| |
| |
| |
Eddy Evenhuis Gedichten
Aan de grens
De lucht is hoog. Het is bladstil.
De slagboom bij de laatste grens
staat open. Zoete stank hangt laag
boven de scheidingsvaart. Er drijven
kinderen half onder water in.
En niemand, die de boom bedient,
en niemand, die papieren vraagt.
Sporen van monsters gaan verloren,
knekelvoeten tot een wandelpad.
Er is geen beloofd land.
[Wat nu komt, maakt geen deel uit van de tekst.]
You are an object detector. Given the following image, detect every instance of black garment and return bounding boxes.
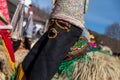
[22,19,82,80]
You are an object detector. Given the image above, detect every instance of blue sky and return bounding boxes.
[32,0,120,34]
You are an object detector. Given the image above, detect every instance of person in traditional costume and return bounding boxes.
[23,4,34,50]
[16,0,89,80]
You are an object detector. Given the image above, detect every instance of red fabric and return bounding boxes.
[0,30,15,62]
[0,0,15,62]
[0,0,10,26]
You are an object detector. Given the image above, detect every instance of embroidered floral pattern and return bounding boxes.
[53,0,85,21]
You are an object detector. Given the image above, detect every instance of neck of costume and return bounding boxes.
[17,0,88,80]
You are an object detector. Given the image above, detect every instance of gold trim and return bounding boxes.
[48,28,58,38]
[49,19,55,26]
[55,20,71,32]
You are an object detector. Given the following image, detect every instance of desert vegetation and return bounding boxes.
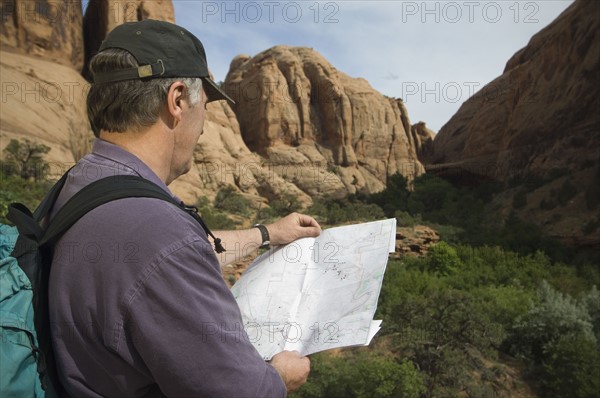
[0,141,600,398]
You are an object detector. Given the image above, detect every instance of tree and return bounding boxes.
[4,138,50,181]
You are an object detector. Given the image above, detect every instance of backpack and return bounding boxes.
[0,170,224,398]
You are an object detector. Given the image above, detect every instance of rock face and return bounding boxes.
[169,101,311,207]
[224,46,423,197]
[0,0,83,70]
[0,51,93,167]
[428,0,600,179]
[426,0,600,245]
[410,122,435,164]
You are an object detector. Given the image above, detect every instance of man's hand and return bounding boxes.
[271,351,310,392]
[266,213,321,246]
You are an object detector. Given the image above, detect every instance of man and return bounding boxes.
[49,20,320,397]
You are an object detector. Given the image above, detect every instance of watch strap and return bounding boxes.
[252,224,271,249]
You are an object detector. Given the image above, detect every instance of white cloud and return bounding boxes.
[174,0,572,130]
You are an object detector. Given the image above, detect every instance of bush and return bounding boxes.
[556,179,577,206]
[308,196,385,225]
[4,138,50,181]
[290,349,425,398]
[196,196,237,231]
[509,281,596,365]
[513,190,527,209]
[427,242,462,276]
[539,333,600,398]
[0,171,52,223]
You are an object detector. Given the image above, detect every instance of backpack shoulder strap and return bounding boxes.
[40,175,178,245]
[6,167,73,242]
[40,175,225,253]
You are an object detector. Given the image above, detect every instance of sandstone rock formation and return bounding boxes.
[170,101,311,205]
[0,51,93,167]
[0,0,83,70]
[224,46,423,197]
[428,0,600,179]
[0,0,92,168]
[426,0,600,245]
[410,122,435,161]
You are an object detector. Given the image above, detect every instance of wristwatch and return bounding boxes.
[252,224,271,249]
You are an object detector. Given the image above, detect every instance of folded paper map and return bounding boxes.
[231,219,396,360]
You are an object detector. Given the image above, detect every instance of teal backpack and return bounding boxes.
[0,172,224,398]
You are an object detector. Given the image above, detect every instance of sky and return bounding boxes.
[84,0,573,132]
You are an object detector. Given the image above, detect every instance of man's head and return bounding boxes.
[87,20,233,136]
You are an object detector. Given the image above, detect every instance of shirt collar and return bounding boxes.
[92,138,178,199]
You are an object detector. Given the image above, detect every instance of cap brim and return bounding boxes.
[202,77,235,105]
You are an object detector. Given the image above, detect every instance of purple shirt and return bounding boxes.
[49,140,286,397]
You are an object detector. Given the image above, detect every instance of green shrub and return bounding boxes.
[290,349,425,398]
[307,196,385,225]
[513,190,527,209]
[427,242,462,276]
[3,138,50,181]
[509,281,596,365]
[196,196,237,231]
[0,171,52,223]
[556,179,577,206]
[539,333,600,398]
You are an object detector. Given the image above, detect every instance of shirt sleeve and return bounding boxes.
[119,236,286,397]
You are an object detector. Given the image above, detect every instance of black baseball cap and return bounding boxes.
[94,19,235,104]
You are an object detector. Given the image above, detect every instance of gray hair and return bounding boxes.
[87,48,202,137]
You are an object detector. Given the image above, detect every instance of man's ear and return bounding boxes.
[167,81,186,122]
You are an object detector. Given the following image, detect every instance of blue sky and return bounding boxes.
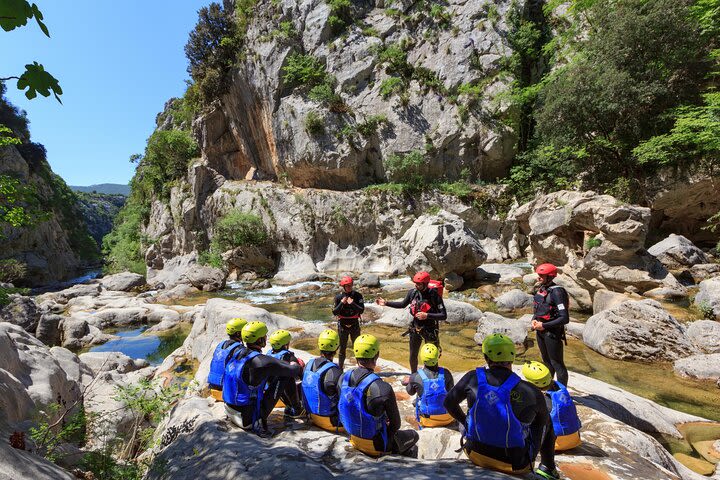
[0,0,210,185]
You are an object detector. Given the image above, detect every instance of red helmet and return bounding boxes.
[535,263,557,277]
[413,272,430,283]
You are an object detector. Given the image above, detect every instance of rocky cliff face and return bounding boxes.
[194,0,515,190]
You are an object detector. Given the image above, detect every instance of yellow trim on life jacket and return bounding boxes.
[310,413,345,433]
[420,413,455,427]
[210,388,223,402]
[464,448,532,475]
[350,435,385,457]
[555,432,582,452]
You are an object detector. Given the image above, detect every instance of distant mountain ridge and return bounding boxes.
[70,183,130,197]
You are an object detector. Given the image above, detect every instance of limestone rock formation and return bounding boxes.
[583,300,698,362]
[648,233,708,269]
[509,191,682,292]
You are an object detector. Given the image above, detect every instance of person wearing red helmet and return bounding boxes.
[375,272,447,374]
[532,263,570,385]
[333,276,365,370]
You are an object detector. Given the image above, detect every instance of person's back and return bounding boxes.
[445,334,559,479]
[208,318,247,400]
[406,343,455,428]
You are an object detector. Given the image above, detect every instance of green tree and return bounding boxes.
[0,0,62,103]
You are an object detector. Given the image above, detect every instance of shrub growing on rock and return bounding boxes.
[214,210,268,251]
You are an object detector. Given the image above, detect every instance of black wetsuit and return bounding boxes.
[350,367,420,455]
[385,287,447,373]
[226,349,302,428]
[405,366,455,401]
[533,283,570,386]
[266,350,302,411]
[333,290,365,369]
[311,356,342,427]
[445,366,555,470]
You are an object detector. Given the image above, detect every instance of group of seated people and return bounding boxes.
[208,318,581,479]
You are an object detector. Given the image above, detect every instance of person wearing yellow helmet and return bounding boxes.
[405,343,455,428]
[222,322,302,436]
[265,330,305,418]
[302,330,342,433]
[338,335,420,457]
[522,361,582,452]
[445,333,560,480]
[208,318,247,401]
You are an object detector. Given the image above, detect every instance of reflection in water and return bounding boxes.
[90,324,191,365]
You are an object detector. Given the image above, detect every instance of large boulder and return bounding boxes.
[583,300,699,362]
[0,295,41,333]
[495,288,533,312]
[185,265,227,292]
[475,312,531,353]
[648,233,708,269]
[508,191,678,292]
[687,320,720,353]
[673,353,720,381]
[694,277,720,320]
[100,272,145,292]
[400,211,487,278]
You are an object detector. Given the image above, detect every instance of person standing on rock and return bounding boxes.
[302,330,344,433]
[223,322,302,437]
[333,277,365,370]
[406,343,455,428]
[338,335,420,457]
[532,263,570,386]
[266,330,305,418]
[522,362,582,452]
[375,272,447,374]
[445,333,560,480]
[208,318,247,401]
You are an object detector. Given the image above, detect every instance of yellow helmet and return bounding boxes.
[420,343,440,367]
[318,329,340,352]
[268,330,292,350]
[242,322,267,345]
[225,318,247,337]
[522,361,552,388]
[483,333,515,363]
[353,334,380,358]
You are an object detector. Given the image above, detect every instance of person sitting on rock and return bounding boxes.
[265,330,305,418]
[208,318,247,401]
[375,272,447,373]
[406,343,455,428]
[531,263,570,385]
[338,335,420,457]
[445,333,560,480]
[522,362,582,452]
[333,277,365,370]
[302,330,344,433]
[222,322,302,436]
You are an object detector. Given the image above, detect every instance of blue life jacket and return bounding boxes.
[338,370,387,450]
[545,382,582,437]
[302,358,338,417]
[208,340,244,390]
[223,350,265,417]
[465,368,527,448]
[265,348,290,360]
[415,368,447,422]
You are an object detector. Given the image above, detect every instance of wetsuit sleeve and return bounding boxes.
[428,289,447,322]
[405,372,421,395]
[543,287,570,328]
[385,290,415,308]
[333,294,343,315]
[248,355,302,386]
[444,370,475,425]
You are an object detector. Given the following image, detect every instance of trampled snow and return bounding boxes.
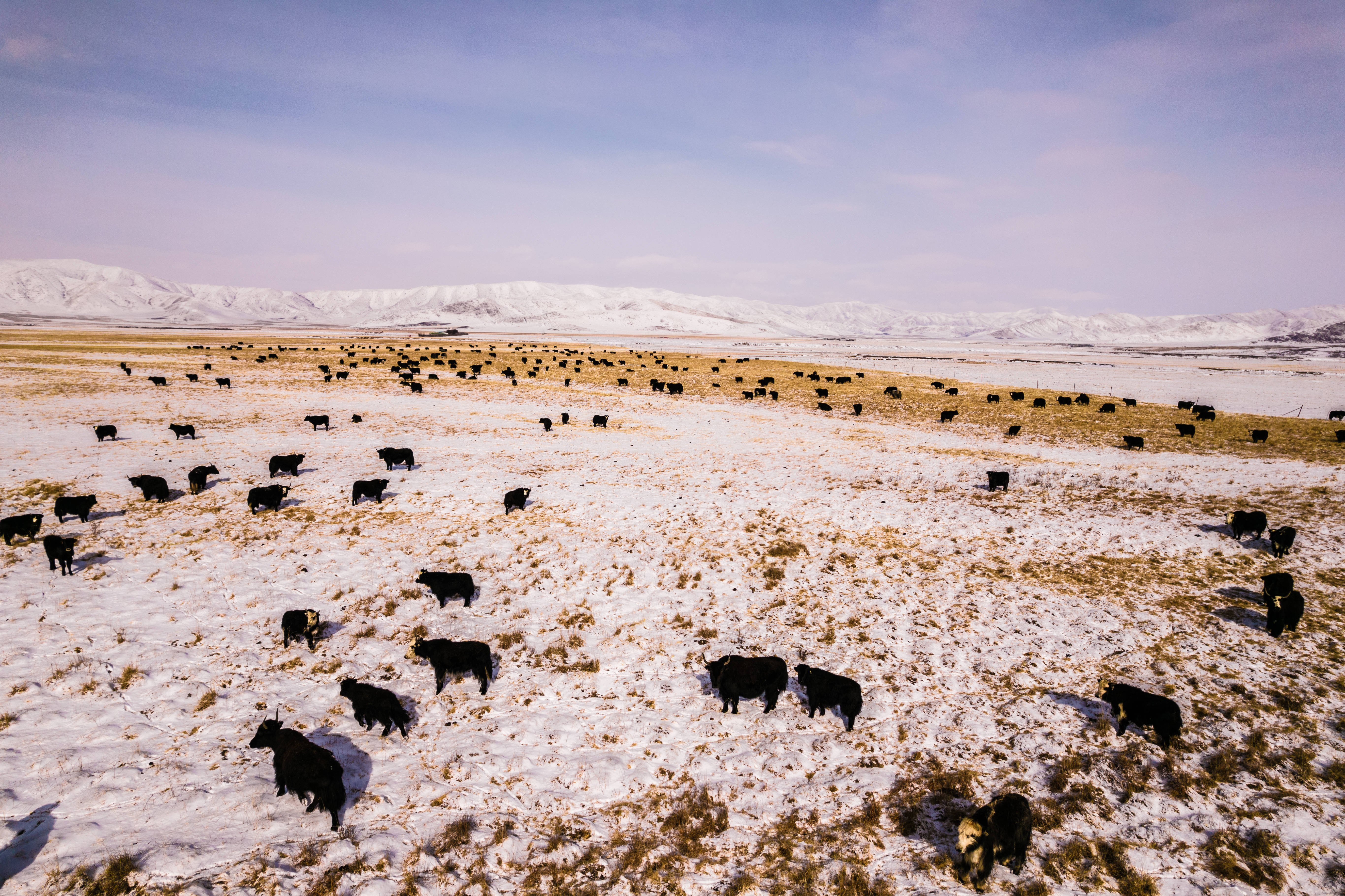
[8,260,1345,344]
[0,334,1345,896]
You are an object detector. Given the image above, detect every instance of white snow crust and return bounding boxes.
[8,260,1345,344]
[0,330,1342,896]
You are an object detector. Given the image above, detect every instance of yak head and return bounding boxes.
[958,818,985,854]
[247,709,284,749]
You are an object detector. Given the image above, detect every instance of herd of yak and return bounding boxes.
[0,355,1329,889]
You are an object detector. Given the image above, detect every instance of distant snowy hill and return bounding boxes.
[0,260,1345,344]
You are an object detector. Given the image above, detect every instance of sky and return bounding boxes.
[0,0,1345,315]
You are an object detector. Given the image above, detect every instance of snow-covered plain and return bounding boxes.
[0,331,1345,896]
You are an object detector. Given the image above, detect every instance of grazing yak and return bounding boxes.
[1262,573,1294,605]
[416,569,476,609]
[0,514,42,545]
[1224,510,1268,541]
[705,654,789,713]
[1270,586,1303,638]
[127,476,168,505]
[280,609,323,651]
[794,665,864,731]
[42,535,75,576]
[350,479,387,507]
[269,455,304,479]
[378,448,416,469]
[247,486,289,515]
[504,488,533,517]
[1098,678,1181,749]
[1270,526,1298,557]
[340,678,412,740]
[52,495,98,522]
[247,712,346,830]
[187,464,219,495]
[406,638,492,694]
[955,794,1032,892]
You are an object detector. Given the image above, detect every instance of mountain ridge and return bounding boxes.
[0,258,1345,344]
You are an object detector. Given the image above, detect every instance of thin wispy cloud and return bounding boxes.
[0,0,1345,313]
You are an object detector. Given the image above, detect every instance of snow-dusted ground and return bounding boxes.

Overal
smeulen de schuren en de dorpscafé's.
Kabels kronkelen over de klinkers.
De zon, de wind zijn teruggetrokken.
Onder het hoge grijze doodskleed
gaat leven langzaam naar het einde,
zonder opstandigheid en zonder
de kreten, die het lang kenmerkten.
Spandoek werd windsel, bloeddoordrenkt.
Nu geen explosies meer. Het schudden
van moeder aarde is geluwd.
Haar lichaam ligt geel te versterven.
Bomen staan scheef. Carriers en tanks
hurken ontredderd langs de wegen.
In struiken hangen flarden kleding,
een koffer puilt zijn darmen uit.
Dit land, dat land? De open slagboom
wijst onverschillig naar de hemel.
| |
| |
| |
Het gebeurt
Ik vrees dat je weggaat. Op een middag
blijft de telefoon doorbellen, zijn de
gordijnen dicht. Je zult er zijn
en niet zijn. Als ik je weer ontmoet
groet je met ogen van een vreemde.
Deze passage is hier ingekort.